DISCUSSION – Motion for Leave to Amend re Punitive Damages 

            Plaintiff seeks leave of the Court to maintain his punitive damages claim against Defendant. In light of the Court granting Defendant’s motion to strike Plaintiff’s punitive damages claims, the Court finds this motion moot and will deny it as such, without prejudice. Even if the Court were to consider the merits of the motion, the Court notes that the motion has numerous defects, such as failing to attach a copy of the proposed amended complaint, identifying the locations of the proposed changes, as well as a declaration that satisfies the requirements of Rule 3.1324, subdivision (b). (Cal. Rules of Court, rule 3.1324.) 

            Based on the foregoing, the Court DENIES the motion for leave to amend regarding punitive damages as moot, without prejudice. 

CONCLUSION 

The Court SUSTAINS Defendant Allied Physicians of California IPA’s demurrer to Plaintiff’s complaint with 30 days’ leave to amend. 

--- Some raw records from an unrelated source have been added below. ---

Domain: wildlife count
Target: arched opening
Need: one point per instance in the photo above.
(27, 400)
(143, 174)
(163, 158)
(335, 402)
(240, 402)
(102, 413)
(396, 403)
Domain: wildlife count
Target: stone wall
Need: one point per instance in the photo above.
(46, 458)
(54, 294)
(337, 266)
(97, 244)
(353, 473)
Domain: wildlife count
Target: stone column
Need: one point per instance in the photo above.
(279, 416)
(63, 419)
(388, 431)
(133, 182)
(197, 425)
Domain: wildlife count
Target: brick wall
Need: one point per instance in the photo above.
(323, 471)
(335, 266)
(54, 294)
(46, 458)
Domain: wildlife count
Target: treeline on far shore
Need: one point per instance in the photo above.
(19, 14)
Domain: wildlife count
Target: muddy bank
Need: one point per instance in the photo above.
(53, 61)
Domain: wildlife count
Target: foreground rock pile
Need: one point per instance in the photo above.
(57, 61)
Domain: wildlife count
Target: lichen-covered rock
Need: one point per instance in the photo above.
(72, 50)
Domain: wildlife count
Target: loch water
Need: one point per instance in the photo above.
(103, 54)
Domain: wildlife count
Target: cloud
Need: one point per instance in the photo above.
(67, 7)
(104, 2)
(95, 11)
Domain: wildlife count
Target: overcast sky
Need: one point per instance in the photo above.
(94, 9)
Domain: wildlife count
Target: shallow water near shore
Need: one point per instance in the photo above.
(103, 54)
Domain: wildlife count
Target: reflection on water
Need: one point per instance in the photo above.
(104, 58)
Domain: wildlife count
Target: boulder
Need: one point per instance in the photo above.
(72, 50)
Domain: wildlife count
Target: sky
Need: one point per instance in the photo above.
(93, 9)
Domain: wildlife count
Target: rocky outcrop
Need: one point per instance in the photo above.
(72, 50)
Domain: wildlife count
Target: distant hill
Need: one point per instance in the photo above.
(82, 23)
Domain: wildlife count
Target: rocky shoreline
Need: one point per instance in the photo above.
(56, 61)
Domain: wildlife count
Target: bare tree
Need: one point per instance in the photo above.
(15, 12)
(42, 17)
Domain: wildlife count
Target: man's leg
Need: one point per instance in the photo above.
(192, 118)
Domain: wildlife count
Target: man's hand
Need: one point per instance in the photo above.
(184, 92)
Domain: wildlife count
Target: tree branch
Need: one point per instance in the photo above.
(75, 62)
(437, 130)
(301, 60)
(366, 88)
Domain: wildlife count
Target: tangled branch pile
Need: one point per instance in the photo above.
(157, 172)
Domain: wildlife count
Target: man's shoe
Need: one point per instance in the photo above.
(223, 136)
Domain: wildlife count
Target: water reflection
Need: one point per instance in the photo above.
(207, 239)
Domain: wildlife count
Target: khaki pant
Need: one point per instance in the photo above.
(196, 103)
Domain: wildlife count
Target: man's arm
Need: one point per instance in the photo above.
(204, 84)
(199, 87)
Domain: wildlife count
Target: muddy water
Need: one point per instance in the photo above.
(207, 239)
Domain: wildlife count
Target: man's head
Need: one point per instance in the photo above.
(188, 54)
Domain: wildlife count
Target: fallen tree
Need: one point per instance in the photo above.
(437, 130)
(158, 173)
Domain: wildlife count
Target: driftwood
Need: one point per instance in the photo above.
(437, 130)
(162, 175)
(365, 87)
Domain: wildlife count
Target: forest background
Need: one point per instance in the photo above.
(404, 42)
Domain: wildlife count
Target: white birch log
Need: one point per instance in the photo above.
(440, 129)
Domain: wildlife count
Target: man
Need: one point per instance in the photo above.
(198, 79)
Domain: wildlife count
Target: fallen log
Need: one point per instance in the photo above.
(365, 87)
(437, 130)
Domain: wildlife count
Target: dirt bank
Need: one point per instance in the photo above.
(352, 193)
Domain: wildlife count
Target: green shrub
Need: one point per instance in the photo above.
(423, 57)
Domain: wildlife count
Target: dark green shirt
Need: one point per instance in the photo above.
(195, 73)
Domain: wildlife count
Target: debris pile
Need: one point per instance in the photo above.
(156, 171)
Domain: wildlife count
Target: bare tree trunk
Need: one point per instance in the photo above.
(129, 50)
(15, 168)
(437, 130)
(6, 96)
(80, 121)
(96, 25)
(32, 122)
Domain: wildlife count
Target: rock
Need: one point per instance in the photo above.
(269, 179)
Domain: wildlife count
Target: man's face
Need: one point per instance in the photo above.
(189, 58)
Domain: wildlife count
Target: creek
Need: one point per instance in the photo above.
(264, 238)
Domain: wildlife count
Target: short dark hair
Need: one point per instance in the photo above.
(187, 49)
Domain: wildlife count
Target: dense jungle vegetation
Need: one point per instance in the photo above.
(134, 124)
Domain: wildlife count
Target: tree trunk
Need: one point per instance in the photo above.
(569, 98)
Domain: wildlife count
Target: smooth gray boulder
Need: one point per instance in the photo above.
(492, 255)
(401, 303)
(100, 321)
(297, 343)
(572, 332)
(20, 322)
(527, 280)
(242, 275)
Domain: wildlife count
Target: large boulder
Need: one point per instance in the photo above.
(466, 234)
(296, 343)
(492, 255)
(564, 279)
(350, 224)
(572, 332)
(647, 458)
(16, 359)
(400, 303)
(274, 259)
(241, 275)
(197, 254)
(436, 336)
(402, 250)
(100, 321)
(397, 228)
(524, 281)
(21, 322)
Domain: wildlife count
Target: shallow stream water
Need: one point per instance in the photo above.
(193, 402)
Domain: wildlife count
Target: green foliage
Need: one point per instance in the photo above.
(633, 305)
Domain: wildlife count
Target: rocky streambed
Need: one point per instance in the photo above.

The Court GRANTS Defendant Allied Physicians of California IPA’s motion to strike as to the following portions of the complaint, without prejudice to Plaintiff seeking leave to amend: 

5.      The following language at Prayer for Relief, item a. 3, page 7, lines 6 to 7, in its entirety: “Punitive damages for wrongfully delayed and denied cancer treatment second times, but certainly in excess of $8.8 million.”;

6.      The following references to “punitive damages” at page 1, line 25; page 5, line 18, and page 6, line 3;

7.      The following language at page 4, line 24: “with deliberated malice.”; and

8.      The following language at page 4, lines 25-26: “This not only shows a profound disregard for human life but also constitutes torture with malice and intentional harm.” 

The Court DENIES Plaintiff Ning Sun’s motion for leave to amend regarding punitive damages as moot, without prejudice. 

             Defendant is ordered to give notice of the Court’s ruling within five calendar days of this order.